Por Redação Diário Local
O presidente Luiz Inácio Lula da Silva conversou por telefone com o presidente chinês, Xi Jinping, neste domingo (26), sobre a cooperação entre Brasil e China em inteligência artificial (IA) e minerais críticos. A chamada, que durou mais de uma hora, também abordou temas globais como a governança da Organização das Nações Unidas (ONU) e o conflito no Oriente Médio, informou o Itamaraty.
O diálogo entre os líderes ocorreu em um momento de pressão econômica sobre o Brasil, após os Estados Unidos implementarem duas tarifas contra a economia brasileira na última semana. Embora a nota oficial do Itamaraty não cite a questão dos Estados Unidos, a conversa entre Lula e Xi priorizou setores estratégicos para ambos os lados.

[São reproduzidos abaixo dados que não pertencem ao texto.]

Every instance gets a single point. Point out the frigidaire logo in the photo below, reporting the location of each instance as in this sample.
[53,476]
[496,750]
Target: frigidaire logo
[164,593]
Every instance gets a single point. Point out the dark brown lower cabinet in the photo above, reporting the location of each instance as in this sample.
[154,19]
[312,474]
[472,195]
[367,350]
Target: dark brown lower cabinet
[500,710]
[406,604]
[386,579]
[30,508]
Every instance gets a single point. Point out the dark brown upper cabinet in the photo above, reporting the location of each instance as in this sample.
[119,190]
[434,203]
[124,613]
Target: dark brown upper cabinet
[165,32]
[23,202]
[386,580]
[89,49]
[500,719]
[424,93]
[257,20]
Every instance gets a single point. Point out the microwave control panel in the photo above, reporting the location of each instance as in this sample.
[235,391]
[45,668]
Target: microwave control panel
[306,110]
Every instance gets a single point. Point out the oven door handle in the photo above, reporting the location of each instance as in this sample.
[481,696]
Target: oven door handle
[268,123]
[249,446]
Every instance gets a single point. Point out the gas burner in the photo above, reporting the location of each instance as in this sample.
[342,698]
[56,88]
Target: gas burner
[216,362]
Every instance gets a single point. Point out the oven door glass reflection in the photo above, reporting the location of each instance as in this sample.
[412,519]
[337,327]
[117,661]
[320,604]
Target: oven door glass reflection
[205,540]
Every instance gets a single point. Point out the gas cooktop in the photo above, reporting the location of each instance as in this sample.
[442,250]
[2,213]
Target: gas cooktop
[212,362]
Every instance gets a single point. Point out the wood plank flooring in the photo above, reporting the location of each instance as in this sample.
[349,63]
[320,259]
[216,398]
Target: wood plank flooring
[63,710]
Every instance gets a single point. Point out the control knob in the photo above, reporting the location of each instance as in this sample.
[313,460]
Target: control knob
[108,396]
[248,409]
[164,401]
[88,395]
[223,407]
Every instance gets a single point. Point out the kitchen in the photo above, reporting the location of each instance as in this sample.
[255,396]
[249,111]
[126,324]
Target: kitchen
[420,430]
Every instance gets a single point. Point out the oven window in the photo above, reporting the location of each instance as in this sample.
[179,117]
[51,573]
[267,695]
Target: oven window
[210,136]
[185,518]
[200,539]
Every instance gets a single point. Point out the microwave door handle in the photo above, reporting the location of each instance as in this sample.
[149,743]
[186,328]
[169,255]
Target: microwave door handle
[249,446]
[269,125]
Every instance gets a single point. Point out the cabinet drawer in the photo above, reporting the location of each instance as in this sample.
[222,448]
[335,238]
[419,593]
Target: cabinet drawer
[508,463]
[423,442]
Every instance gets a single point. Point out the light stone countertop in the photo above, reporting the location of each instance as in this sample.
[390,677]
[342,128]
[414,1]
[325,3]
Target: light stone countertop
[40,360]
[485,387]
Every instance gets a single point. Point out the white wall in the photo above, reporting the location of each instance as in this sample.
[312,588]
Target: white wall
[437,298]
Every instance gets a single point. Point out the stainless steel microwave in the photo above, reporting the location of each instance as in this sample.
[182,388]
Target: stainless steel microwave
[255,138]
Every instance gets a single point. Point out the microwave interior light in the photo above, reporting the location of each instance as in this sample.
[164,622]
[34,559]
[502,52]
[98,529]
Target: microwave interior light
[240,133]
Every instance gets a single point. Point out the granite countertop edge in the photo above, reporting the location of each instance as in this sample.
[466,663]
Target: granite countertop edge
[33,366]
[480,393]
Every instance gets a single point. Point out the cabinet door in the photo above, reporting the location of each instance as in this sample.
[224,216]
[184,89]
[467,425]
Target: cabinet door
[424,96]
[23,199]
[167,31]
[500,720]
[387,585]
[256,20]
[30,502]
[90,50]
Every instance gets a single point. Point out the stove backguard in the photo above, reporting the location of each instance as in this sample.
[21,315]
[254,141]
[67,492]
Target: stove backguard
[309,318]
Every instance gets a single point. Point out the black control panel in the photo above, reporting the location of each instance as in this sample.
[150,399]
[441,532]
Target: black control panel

Dentre os temas de interesse, destaca-se o grupo dos minerais críticos, que inclui as terras-raras. O Brasil possui a segunda maior reserva desse recurso no mundo, com cerca de 21 milhões de toneladas, o que posiciona o país como um player central nas negociações globais por esses minérios.
A disputa por esse potencial brasileiro envolve tanto o interesse norte-americano, que busca desenvolver seu próprio parque de refino, quanto o domínio chinês, que atualmente lidera a produção e o refino global das terras-raras. O objetivo de Pequim é manter a competitividade de sua indústria frente ao mercado ocidental.
Além da questão mineral, Lula manifestou o interesse em acelerar o acordo comercial entre o Mercosul e a China. De acordo com o Itamaraty, o desejo de agilizar o processo foi bem recebido pelo presidente Xi Jinping.
Comércio de carne bovina
Apesar de os presidentes terem destacado os bons resultados do comércio bilateral, a nota oficial do governo brasileiro não mencionou as sobretaxas aplicadas à carne bovina produzida no Brasil. O setor enfrenta o risco de uma tarifa de 55% imposta por Pequim após o atingimento das cotas de exportação, sistema adotado pelo governo chinês em dezembro do ano passado.
Segundo a Associação Brasileira das Indústrias Exportadoras de Carnes (Abiec), o Brasil já atingiu o limite de seus embarques sem a aplicação da cobrança extra. O setor aguarda agora apenas a contabilização dos envios pela alfândega chinesa para confirmar a situação do esgotamento das cotas.
Embora a atualização do governo da China indique que o Brasil atingiu 80% da cota estabelecida, a Abiec afirma que, na prática, o volume exportado sem a cobrança adicional já foi esgotado.